Lost & Found
It’s fitting that they use the phrase, “tickling the ivories,” because pianists can sound like they’re doing just that—flirting with the notes, teasing them, warming them up before the big crescendo. The keys hit lightly, as if they themselves are surprised by first contact, taken aback before responding to the touch.
I’d seen him there for a while. The Lost and Found was the kind of place where you saw the same people again and again, knew them even if you never spoke. I ran into the woman they call Lucky at the mall once. She looked exactly the same: bright red hair done up in Princess Leia buns, slim torso squeezed slimmer by a leather corset. We embraced as if we were long lost sisters, but fell back to perfunctory nods and indifference the next time we met at the bar.
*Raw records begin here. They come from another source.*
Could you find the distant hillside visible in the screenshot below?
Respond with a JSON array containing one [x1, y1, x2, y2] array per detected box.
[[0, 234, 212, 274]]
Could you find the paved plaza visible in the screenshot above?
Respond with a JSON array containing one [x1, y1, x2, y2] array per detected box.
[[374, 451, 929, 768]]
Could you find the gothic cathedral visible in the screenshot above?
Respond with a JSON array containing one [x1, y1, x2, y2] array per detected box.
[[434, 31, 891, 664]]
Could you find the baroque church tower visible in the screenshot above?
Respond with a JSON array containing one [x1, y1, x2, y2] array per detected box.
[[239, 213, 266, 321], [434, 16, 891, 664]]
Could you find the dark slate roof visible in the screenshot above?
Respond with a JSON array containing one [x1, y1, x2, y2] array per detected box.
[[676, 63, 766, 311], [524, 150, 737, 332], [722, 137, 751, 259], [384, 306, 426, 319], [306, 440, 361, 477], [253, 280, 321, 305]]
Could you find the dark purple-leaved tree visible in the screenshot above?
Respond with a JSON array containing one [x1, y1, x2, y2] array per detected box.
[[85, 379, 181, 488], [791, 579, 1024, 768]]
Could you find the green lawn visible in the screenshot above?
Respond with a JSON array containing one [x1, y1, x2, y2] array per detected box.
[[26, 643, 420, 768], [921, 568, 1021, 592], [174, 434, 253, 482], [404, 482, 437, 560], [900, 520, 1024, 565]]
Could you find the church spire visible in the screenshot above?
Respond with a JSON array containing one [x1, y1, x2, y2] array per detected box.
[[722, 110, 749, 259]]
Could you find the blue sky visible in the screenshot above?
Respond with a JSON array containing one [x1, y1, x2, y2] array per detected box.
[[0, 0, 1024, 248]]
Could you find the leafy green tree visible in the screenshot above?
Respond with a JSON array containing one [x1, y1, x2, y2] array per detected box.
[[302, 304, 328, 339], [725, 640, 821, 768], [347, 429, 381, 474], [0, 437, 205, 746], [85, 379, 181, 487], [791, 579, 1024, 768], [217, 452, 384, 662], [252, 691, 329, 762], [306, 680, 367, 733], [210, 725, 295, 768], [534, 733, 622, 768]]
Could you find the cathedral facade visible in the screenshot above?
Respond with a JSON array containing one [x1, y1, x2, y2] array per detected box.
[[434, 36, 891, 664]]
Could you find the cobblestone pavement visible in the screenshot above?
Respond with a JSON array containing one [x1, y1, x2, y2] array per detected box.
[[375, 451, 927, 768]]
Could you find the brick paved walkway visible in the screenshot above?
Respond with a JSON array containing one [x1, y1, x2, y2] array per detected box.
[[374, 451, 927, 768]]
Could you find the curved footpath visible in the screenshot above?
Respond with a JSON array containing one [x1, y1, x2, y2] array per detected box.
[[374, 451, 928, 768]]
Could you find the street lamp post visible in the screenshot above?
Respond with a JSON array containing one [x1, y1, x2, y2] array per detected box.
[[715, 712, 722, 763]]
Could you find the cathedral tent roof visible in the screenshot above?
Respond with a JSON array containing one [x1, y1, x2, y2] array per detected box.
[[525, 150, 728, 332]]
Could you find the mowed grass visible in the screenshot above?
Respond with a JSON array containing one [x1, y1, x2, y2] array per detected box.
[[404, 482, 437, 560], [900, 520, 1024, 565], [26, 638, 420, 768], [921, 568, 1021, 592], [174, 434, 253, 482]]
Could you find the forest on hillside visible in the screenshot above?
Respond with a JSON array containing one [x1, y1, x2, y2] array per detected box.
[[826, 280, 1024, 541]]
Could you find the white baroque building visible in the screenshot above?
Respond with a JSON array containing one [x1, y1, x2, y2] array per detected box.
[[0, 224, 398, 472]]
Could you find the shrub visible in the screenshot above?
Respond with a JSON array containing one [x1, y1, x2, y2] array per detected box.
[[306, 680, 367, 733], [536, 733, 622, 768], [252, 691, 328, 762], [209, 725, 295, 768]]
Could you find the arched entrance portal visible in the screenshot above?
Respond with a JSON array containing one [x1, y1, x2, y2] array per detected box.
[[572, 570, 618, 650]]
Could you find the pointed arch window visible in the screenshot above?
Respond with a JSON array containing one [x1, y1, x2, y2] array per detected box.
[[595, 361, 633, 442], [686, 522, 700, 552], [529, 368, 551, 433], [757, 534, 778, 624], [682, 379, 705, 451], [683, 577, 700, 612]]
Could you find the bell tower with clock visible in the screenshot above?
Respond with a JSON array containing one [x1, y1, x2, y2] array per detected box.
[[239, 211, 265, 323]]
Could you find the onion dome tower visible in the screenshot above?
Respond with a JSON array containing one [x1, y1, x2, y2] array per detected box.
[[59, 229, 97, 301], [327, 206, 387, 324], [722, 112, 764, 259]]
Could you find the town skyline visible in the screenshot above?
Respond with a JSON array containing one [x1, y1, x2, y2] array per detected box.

I like to imagine him sitting back against the cracked red leather booth, barely distinguishable in a cloud of cigarette smoke, but of course that couldn’t have been right. We were both devotees of Ivan Johnson Trio Thursdays, when Ivan took his post at the piano in the corner of the bar and his band mates hovered close to him, creating a makeshift stage just out of the way of the pool tables. Tonight they were playing through Straight, No Chaser.
He beckoned me over and called me by a nickname I never use. I didn’t correct him. We became old friends within minutes, his arm around my shoulder, nose inches away from my cheek as he spoke into my ear. My red nails tapping out the melody of the trio’s current song on the tight denim above his knee. We both loved jazz, we both loved Ivan, we were both too young and too vital for the Lost and Found. He wanted to make movies, but didn’t usually like to tell people that, because they automatically assumed he was some wannabe Tarantino or Wes Anderson. Guys like Howard Hawks on the other hand, he said, they didn’t write themselves into a hole, they could do anything, any genre, you name it. And hey, come to think of it, I sort of reminded him of Rosalind Russell.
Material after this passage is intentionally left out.